One of the main concerns in the quest to apply electronic ID technology to the livestock industry is the bottleneck at point of sale. Can we find systems to scan cattle rapidly and accurately as they move through a sale yard, for example?

Enter research into high-frequency tags currently exchanging signals at 916 kH.

North Dakota State University's Dickinson Research Extension Center (DREC) has been leading the research into high-frequency ID technology. DREC has begun a multi-partner demonstration project to find the best hardware structure and tag composition. Speed and accuracy are critical, says Mick Riesinger, DREC livestock biosecurity specialist.

The CalfAid team placed high-frequency eartags in cattle and collected data as the cattle were run individually and in a group through corrals. Two sets of high-frequency readers were installed.
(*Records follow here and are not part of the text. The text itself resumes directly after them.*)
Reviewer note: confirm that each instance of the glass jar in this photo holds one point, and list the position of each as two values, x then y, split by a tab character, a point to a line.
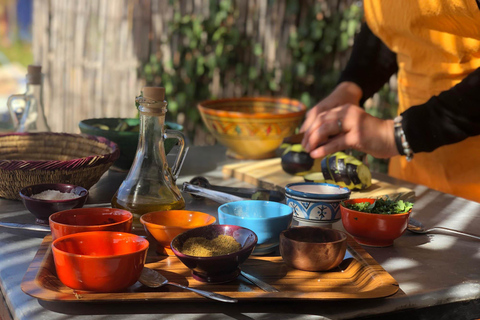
150	183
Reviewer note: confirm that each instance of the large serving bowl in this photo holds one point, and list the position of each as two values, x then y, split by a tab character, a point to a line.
313	248
216	269
373	229
252	128
316	202
163	226
100	261
42	209
124	132
72	221
266	218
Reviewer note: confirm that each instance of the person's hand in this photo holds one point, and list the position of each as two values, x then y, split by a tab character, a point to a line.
349	126
344	93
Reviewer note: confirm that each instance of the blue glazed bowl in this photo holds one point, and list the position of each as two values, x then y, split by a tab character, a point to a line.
315	202
266	218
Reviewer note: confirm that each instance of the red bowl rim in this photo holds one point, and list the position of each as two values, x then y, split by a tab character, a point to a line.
130	217
162	226
145	245
370	213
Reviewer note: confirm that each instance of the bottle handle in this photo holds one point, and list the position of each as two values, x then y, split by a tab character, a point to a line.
10	108
177	165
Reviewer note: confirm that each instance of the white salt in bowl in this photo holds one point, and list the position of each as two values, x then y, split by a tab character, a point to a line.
315	202
42	200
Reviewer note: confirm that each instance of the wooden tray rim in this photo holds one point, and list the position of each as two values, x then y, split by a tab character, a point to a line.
32	286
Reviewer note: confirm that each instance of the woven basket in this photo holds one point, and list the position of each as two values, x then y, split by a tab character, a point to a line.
46	157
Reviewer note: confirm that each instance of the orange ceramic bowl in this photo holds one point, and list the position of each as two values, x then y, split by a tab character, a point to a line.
163	226
252	128
372	229
72	221
100	261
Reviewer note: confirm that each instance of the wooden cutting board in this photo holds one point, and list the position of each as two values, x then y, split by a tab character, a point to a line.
270	175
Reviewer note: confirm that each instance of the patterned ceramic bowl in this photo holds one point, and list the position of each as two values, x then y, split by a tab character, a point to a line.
316	202
252	128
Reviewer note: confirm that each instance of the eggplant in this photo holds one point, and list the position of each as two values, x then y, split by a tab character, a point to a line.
346	171
314	177
296	160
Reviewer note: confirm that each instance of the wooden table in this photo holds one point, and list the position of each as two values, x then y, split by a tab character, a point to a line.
439	275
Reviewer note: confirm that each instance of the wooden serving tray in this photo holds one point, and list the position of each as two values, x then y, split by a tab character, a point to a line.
359	276
270	175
Test results revealed an accuracy of 94% with only one bank of readers activated. With two banks activated, the read rate was 99.9% accurate. The read distance was from 6-22 ft. in initial high-frequency tests. Since then the researchers have expanded the read distance to 30 ft., recording a 99.9% accuracy rate.

“The eartags need to be relatively small, which is a challenge,” Riesinger says. “And, we have to be concerned about moisture, which is an enemy of this technology.” He says the research will look at different operating “speeds.”

“Our goal is to operate at 2.4 gigahertz, which is wireless technology, the same speed as cordless telephones,” Riesinger explains. “We could move up to 5.2 or 5.7 gigahertz.”

The next step is to work with ear tag companies that can handle a high-frequency tag.

“We're working on attaching a high-frequency antenna to a tag that's only been used for low frequency,” Riesinger adds. The DREC group will also test high-frequency systems capable of reading both high- and low-frequency tags.